A financial instrument is a contract between two parties. Financial instrument can be created, traded and get modify as well. A financial instrument is a kind of evidence or ownership between two parties. A financial instrument gives rise to financial asset to one party and financial liability to other party. • Financial instrument can be divided in two types. it can also be divided according to assets classes, which further tells either they are equity based or debt based. Short term financial instrument is for 1 year or less and long term financial instrument last for more than a year. Financial instruments are of two types • Cash instrument: Cash instrument are the instrument that market value directly. • Derivative instrument: Derivative instrument are instrument whose worth we drive directly from assets.
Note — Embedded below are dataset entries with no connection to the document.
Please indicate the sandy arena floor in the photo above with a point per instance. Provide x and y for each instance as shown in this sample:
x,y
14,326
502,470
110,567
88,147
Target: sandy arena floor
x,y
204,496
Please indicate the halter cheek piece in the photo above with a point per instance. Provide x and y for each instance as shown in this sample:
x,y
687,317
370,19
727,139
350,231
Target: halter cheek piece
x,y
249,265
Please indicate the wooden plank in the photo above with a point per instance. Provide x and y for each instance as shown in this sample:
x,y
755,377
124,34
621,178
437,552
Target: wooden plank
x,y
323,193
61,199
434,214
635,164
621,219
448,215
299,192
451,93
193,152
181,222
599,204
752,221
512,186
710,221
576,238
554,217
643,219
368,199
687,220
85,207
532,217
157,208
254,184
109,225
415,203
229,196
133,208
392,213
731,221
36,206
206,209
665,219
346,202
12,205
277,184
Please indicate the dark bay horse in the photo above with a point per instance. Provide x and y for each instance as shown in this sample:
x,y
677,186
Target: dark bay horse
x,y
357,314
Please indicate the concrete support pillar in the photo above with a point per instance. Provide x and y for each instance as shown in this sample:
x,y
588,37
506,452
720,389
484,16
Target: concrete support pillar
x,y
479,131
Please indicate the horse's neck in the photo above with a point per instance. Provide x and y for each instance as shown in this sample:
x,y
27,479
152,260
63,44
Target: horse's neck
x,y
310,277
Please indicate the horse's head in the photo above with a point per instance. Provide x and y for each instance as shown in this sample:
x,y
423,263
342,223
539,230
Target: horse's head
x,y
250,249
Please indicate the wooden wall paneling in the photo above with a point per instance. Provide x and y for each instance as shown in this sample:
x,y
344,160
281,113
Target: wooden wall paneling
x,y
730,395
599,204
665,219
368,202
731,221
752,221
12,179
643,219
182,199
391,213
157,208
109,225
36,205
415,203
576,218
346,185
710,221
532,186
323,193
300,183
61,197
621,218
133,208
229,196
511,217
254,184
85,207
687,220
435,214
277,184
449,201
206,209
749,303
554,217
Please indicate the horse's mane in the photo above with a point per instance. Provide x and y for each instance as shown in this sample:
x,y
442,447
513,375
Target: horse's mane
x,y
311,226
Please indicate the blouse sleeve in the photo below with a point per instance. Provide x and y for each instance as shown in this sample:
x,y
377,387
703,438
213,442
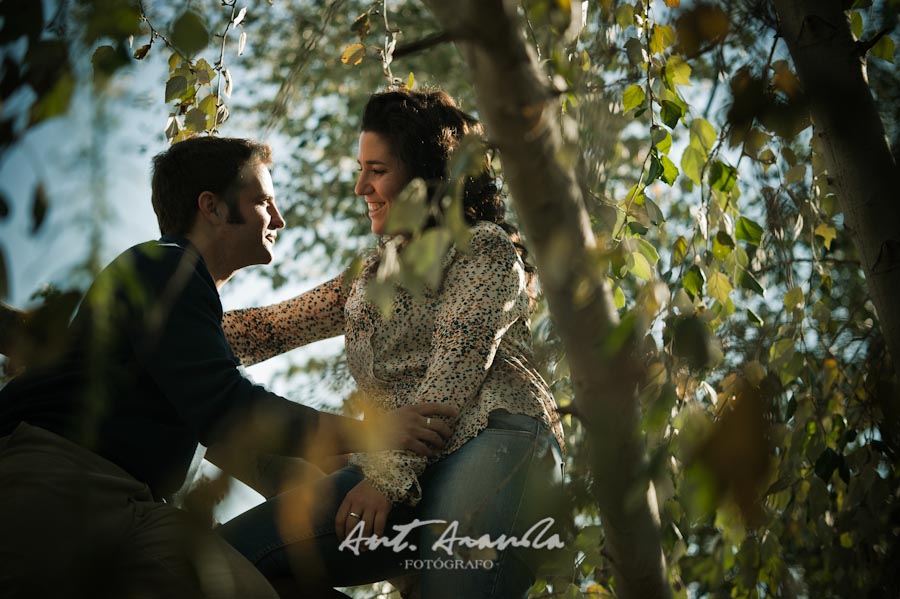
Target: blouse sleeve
x,y
483,294
257,334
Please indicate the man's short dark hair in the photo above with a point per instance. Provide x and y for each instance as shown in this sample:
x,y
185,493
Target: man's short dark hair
x,y
192,166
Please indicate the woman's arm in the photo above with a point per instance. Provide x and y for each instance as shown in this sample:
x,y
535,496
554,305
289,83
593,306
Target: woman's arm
x,y
257,334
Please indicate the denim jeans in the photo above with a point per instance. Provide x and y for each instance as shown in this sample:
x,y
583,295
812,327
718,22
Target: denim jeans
x,y
502,482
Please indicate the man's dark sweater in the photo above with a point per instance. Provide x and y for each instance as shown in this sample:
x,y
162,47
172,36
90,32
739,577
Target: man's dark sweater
x,y
148,372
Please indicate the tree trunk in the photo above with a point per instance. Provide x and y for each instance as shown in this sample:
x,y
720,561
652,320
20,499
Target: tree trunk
x,y
831,69
520,116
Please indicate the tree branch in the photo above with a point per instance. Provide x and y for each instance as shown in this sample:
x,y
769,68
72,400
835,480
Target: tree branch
x,y
427,42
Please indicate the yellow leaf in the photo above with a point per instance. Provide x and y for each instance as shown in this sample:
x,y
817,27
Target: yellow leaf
x,y
718,287
353,54
827,234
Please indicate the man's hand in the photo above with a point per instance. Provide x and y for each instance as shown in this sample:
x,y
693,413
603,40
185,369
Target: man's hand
x,y
420,428
363,502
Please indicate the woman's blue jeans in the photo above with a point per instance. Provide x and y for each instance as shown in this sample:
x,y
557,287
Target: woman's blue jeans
x,y
503,482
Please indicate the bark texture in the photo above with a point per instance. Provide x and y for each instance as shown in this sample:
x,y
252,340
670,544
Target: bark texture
x,y
520,114
862,169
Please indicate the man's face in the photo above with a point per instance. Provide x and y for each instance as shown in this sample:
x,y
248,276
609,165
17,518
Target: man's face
x,y
250,241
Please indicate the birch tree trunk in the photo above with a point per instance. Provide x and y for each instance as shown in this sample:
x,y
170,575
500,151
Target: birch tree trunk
x,y
831,68
520,116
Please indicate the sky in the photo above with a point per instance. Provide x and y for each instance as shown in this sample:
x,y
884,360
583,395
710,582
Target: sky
x,y
94,163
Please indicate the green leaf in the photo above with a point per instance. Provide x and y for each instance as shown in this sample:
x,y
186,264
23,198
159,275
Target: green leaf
x,y
679,250
209,106
856,26
662,139
749,231
189,33
353,54
141,53
39,205
691,341
639,266
827,233
884,48
175,88
634,50
692,162
718,287
796,174
676,72
703,135
693,281
204,71
670,113
647,250
669,170
722,177
748,281
633,97
653,212
754,318
723,244
793,298
361,26
637,228
196,120
661,38
827,463
625,15
618,295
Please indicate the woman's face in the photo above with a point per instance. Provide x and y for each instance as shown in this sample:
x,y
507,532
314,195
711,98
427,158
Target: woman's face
x,y
381,178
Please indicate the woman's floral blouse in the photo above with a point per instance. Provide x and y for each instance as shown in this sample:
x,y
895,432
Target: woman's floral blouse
x,y
467,344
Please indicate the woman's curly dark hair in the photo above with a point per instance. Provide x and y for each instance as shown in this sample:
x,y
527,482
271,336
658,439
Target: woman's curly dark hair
x,y
423,128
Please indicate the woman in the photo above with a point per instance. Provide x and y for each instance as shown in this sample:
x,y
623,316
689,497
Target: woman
x,y
466,343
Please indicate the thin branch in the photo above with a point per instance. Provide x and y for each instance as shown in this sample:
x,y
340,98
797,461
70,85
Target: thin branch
x,y
220,64
154,34
864,47
427,42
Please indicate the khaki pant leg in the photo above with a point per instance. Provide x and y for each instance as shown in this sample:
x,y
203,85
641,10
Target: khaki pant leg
x,y
73,524
170,555
60,520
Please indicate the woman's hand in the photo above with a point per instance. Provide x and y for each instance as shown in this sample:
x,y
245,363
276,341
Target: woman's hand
x,y
363,502
420,428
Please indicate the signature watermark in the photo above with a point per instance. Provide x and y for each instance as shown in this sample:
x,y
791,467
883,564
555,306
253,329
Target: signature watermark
x,y
536,537
448,564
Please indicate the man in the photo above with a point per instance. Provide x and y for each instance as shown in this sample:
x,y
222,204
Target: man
x,y
92,444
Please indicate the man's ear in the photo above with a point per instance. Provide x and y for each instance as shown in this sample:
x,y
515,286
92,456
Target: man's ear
x,y
211,208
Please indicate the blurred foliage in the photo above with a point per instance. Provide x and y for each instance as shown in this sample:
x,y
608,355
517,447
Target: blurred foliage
x,y
768,397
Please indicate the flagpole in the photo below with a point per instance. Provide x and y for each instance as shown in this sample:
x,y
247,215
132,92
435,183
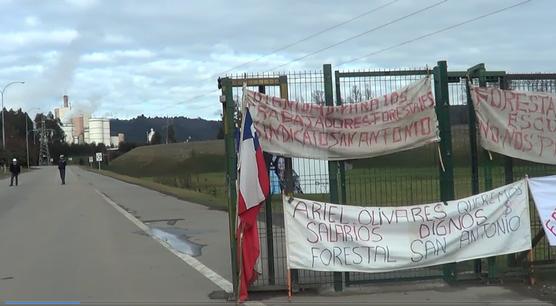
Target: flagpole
x,y
240,228
240,264
289,285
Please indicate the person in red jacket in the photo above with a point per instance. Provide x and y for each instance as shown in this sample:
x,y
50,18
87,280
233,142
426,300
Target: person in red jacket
x,y
15,169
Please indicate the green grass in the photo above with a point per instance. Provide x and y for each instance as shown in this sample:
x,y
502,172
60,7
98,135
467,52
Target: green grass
x,y
176,159
214,202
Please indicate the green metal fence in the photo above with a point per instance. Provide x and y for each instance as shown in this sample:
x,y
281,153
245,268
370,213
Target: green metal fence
x,y
404,178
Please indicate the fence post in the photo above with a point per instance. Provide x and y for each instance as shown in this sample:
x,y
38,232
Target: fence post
x,y
268,219
333,167
289,184
228,106
342,164
508,173
487,169
473,146
447,174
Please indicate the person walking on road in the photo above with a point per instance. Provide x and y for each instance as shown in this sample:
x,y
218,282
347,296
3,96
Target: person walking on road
x,y
62,168
15,169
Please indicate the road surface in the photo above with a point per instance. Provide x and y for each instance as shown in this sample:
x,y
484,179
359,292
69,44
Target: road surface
x,y
87,242
74,242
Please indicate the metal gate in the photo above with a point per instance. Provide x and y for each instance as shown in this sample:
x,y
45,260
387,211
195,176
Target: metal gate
x,y
404,178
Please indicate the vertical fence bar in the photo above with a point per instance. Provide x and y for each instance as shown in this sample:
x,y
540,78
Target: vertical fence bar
x,y
447,174
231,171
491,261
289,186
474,150
508,173
342,165
268,220
332,166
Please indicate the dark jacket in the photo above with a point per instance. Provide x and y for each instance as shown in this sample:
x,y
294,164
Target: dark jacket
x,y
15,169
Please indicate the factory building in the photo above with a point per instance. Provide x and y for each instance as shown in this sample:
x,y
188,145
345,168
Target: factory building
x,y
80,127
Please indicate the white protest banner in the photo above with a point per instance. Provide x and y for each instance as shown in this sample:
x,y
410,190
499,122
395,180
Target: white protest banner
x,y
519,124
330,237
400,120
543,190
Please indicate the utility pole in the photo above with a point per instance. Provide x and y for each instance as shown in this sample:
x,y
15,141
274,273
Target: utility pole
x,y
44,153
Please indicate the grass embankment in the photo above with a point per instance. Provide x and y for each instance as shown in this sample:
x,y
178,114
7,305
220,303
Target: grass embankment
x,y
192,171
180,193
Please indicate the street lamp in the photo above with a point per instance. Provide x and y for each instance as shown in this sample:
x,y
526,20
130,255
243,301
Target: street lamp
x,y
3,126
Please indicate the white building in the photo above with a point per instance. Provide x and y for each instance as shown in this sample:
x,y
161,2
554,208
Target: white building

Financial instrument provides economy future benefits in the form of a future cash claim. Financial instruments are exchanged or traded in financial market. Financial market provides • Price discovery • Liquidity • Reduction of cost • Financial instrument are assets that can be traded in the market as well. They can also be traded as a package of one’s ownership or entity to other. Financial instrument provides support for investment through loans, guarantees. They are used to perform investment in structural funds. • Financial instrument is a kind of support for both the parties. • It also provide a stable framework for implementation for guarantees
The role of financial instrument in enhancing the growth and economy is very much required. But it is also a debatable issue to be concerned. • Financial instrument is very much required for the growth of the economy. It is very helpful for the health and efficiency of the economy. • There is a strong connection between Financial instrument and economy development and growth.